Around 1986, BBE Sonic Maximizers first appeared widely as a stand alone unit to be connected between your source – be it a vinyl record turntable, cassette tape deck, VHS deck, hi-fi tuners and even CDs – and main preamplifier, though better results with cassette can be obtained if your tape deck’s peak output voltage is around 500-millivolts or louder. At the time, the best thing I notice about BBE Sonic Maximizers is that it can make a dull cassette recording sound better by subtly boosting the treble frequencies without appearing to add additional hiss, unlike using the tone controls or graphic equalizer in boosting the treble. 

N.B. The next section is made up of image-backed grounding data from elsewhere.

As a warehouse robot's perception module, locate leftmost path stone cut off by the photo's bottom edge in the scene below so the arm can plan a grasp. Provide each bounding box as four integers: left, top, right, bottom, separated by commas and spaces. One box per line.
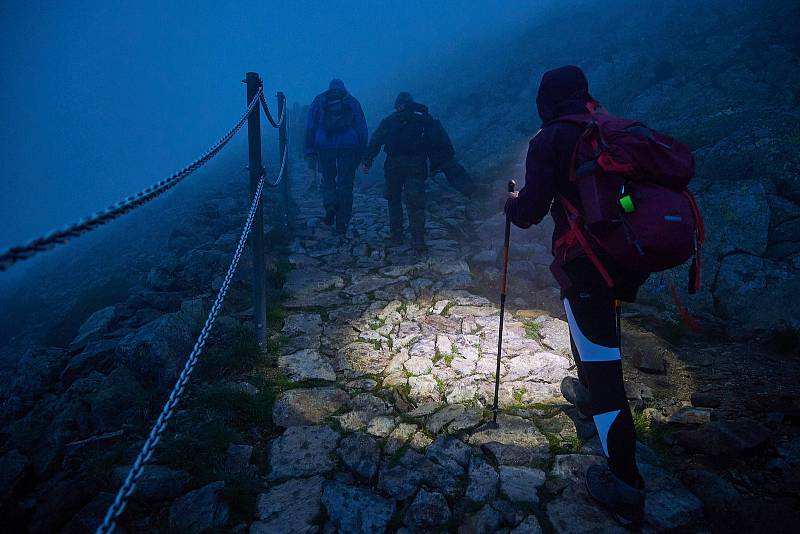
250, 476, 325, 534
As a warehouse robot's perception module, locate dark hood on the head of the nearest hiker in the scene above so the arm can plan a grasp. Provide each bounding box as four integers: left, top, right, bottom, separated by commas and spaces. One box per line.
536, 65, 594, 123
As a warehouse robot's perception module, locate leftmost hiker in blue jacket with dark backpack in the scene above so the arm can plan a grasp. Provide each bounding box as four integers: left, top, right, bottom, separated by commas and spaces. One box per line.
305, 78, 368, 235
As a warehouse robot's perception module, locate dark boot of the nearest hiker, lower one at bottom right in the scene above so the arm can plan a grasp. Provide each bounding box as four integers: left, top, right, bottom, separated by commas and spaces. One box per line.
586, 465, 645, 529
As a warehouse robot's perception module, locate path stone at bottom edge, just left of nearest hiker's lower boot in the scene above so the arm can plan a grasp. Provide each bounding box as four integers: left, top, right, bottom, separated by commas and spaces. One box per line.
547, 483, 628, 534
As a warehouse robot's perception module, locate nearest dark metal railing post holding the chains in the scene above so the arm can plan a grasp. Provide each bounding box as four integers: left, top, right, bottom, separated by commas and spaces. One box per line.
245, 72, 267, 347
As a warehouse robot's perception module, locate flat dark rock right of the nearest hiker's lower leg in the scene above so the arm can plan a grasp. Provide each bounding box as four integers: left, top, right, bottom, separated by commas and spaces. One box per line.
674, 419, 769, 456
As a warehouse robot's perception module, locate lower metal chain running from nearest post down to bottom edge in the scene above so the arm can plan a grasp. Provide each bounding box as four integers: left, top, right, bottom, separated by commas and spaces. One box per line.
96, 176, 264, 534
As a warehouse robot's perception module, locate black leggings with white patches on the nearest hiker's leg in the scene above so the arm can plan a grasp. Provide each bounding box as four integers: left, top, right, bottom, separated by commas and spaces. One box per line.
564, 288, 639, 485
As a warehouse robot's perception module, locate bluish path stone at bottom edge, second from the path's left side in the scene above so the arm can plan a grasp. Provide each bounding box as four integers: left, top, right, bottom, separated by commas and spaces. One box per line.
322, 482, 395, 534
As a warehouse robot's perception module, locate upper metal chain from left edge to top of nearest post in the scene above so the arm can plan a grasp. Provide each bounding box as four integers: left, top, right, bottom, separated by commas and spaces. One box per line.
0, 89, 262, 272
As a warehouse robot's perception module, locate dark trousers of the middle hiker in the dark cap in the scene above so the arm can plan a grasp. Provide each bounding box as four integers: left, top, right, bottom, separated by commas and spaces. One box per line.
384, 158, 428, 244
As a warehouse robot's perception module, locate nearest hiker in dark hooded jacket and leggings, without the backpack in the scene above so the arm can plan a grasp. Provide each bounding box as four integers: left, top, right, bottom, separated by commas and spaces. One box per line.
505, 66, 647, 524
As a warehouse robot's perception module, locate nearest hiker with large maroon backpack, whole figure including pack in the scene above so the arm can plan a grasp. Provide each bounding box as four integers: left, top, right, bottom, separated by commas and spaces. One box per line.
505, 66, 703, 526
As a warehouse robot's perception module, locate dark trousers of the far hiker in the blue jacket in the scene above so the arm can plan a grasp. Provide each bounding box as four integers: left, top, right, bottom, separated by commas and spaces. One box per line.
319, 147, 360, 229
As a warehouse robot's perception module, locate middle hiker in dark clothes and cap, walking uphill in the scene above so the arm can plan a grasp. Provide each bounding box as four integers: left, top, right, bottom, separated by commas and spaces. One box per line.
363, 91, 435, 254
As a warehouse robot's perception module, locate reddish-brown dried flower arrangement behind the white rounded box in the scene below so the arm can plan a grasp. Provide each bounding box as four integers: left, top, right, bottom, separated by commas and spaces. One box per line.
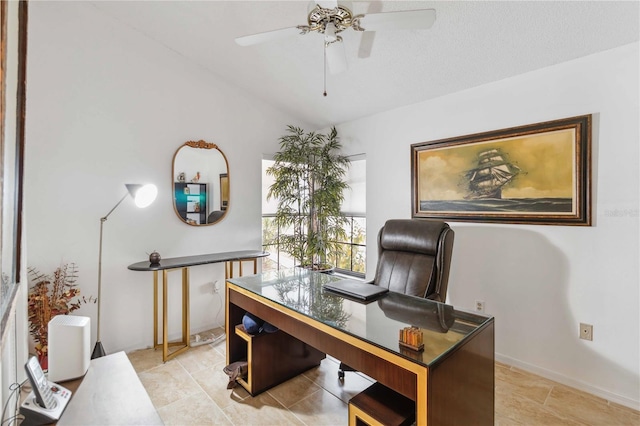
27, 263, 98, 358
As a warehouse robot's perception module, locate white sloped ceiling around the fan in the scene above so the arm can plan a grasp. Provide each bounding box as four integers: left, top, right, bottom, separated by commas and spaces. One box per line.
92, 0, 640, 128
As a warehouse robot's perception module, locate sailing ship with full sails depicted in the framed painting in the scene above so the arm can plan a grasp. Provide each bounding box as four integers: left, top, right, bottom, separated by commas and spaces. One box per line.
464, 148, 520, 200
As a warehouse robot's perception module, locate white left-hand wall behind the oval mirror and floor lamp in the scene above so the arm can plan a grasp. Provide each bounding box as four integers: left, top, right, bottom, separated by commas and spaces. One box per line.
25, 2, 312, 353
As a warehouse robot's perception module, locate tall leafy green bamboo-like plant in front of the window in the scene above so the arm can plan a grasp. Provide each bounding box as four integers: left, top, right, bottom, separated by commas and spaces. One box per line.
267, 126, 350, 270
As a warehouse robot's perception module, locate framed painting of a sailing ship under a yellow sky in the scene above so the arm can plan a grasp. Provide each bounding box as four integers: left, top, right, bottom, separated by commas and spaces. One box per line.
411, 115, 591, 226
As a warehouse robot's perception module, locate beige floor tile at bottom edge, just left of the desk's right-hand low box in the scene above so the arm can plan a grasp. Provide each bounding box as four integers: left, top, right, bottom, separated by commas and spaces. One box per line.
289, 390, 349, 426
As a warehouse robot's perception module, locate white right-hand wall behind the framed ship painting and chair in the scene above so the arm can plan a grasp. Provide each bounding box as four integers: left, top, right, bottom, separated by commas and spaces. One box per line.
338, 43, 640, 409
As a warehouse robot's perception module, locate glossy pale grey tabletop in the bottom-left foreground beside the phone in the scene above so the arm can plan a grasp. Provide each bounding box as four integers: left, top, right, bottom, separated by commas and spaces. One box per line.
38, 352, 163, 426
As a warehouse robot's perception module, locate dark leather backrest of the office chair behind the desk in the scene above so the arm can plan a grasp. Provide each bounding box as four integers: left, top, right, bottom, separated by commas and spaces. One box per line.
373, 219, 454, 302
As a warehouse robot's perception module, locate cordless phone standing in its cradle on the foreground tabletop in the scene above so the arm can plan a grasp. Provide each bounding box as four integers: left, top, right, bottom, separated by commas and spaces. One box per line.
20, 356, 71, 424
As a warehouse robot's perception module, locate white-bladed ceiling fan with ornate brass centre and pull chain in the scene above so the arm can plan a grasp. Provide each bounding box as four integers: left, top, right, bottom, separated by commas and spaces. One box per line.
236, 0, 436, 96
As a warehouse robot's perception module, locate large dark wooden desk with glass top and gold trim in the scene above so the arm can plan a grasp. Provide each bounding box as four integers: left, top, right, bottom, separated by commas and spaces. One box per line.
226, 268, 494, 425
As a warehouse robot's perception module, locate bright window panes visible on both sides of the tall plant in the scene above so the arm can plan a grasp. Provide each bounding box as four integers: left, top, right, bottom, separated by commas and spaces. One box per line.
262, 156, 367, 277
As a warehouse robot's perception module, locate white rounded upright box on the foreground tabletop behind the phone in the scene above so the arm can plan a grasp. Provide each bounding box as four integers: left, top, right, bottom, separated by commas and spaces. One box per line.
48, 315, 91, 382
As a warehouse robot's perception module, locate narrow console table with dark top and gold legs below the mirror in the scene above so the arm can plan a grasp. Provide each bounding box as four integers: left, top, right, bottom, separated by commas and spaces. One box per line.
128, 250, 269, 362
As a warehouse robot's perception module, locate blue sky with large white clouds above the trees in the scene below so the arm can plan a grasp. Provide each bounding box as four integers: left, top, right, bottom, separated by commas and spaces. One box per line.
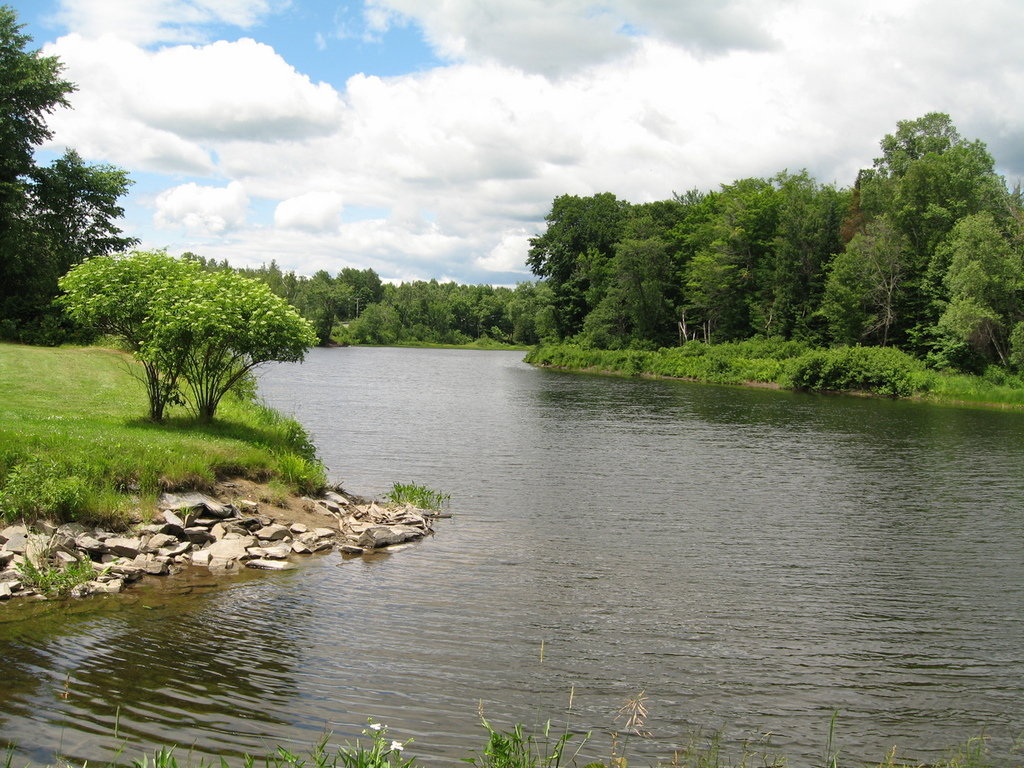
7, 0, 1024, 285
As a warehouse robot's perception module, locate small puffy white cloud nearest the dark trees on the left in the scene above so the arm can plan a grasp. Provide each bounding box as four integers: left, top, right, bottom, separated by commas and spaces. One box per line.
154, 181, 249, 234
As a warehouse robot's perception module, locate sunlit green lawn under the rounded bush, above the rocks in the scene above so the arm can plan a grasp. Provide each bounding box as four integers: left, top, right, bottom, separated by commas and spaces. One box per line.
0, 344, 324, 527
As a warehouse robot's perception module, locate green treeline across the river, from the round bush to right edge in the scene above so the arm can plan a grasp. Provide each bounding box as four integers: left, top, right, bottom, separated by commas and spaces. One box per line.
209, 113, 1024, 371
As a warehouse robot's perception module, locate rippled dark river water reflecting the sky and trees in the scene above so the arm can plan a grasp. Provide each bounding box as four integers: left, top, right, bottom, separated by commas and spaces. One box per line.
0, 348, 1024, 765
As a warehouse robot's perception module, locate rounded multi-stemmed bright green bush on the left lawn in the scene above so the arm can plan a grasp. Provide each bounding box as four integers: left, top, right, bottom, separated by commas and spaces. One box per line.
60, 251, 316, 421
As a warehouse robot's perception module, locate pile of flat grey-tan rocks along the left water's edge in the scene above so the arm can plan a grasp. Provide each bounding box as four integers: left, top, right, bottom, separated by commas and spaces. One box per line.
0, 492, 438, 600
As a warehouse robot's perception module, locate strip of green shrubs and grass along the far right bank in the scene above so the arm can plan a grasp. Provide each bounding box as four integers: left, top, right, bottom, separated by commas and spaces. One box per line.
526, 340, 1024, 408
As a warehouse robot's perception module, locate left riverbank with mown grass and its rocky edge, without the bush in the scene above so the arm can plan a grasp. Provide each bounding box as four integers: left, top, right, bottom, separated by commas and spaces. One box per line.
0, 345, 444, 600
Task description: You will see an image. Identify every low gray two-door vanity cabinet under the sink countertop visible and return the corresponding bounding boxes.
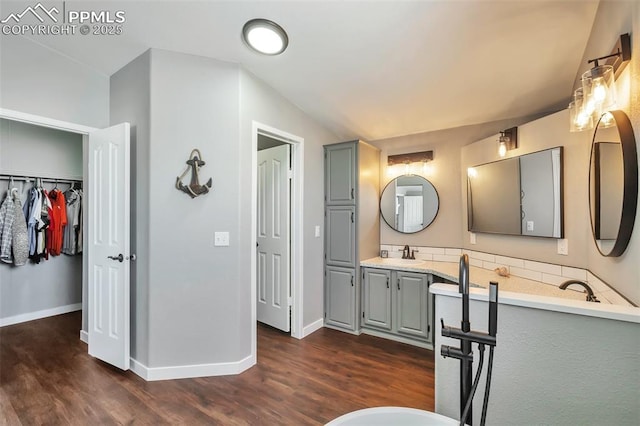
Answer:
[361,267,433,348]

By around 1991 to 1992, many musicians – like Skid Row, Megadeth, Queensryche amongst others – began using BBE Sonic Maximizers to enhance their recordings and the sound of their electric guitars and electric basses. But later on, “soulful” musicians started to dislike BBE because the BBE Sonic Maximizer box acted like a “heavy handed loudness control on steroids”. Boosting bass and treble frequencies tend to make the overall recording – or your musical instrument – sound as if the midrange frequencies were eliminated giving an impression of that hollow solid state sound that became unfashionable as the early 1990s single-ended triode vacuum tube amplifier craze went “viral”– quite far removed from what loud Marshall electric guitar amplifier playing is all about, which is tons and tons of gorgeous creamy midrange. Even upmarket Nakamichi DR series cassette tape deck owners steered away from BBE starting around 1994.
But to my ears at least, BBE Sonic Maximizers do serve a “niche purpose” where their treble boosting could prove useful. Like providing much needed treble boost to those dull prerecorded cassette tape albums from the 1980s where a “conventional” stand-alone noise / hiss reduction system will only make it duller, FM radio stations with excessive OPTIMOD compression usually sounds a little more dynamic when used with a BBE Sonic Maximizer and pre Burwen Bobcat enhancement era MP3 digital music download files. 

1 comment:

  1. Given the Heavy Metal band's use of BBE Sonic Maximizer during the recording of Countdown to Extinction back in in 1992 and Pacific Microsonic's HDCD on their Cryptic Writings album of 1997 - is Megadeth one of the only "audiophile / hi-fi oriented" Heavy Metal Music bands out there?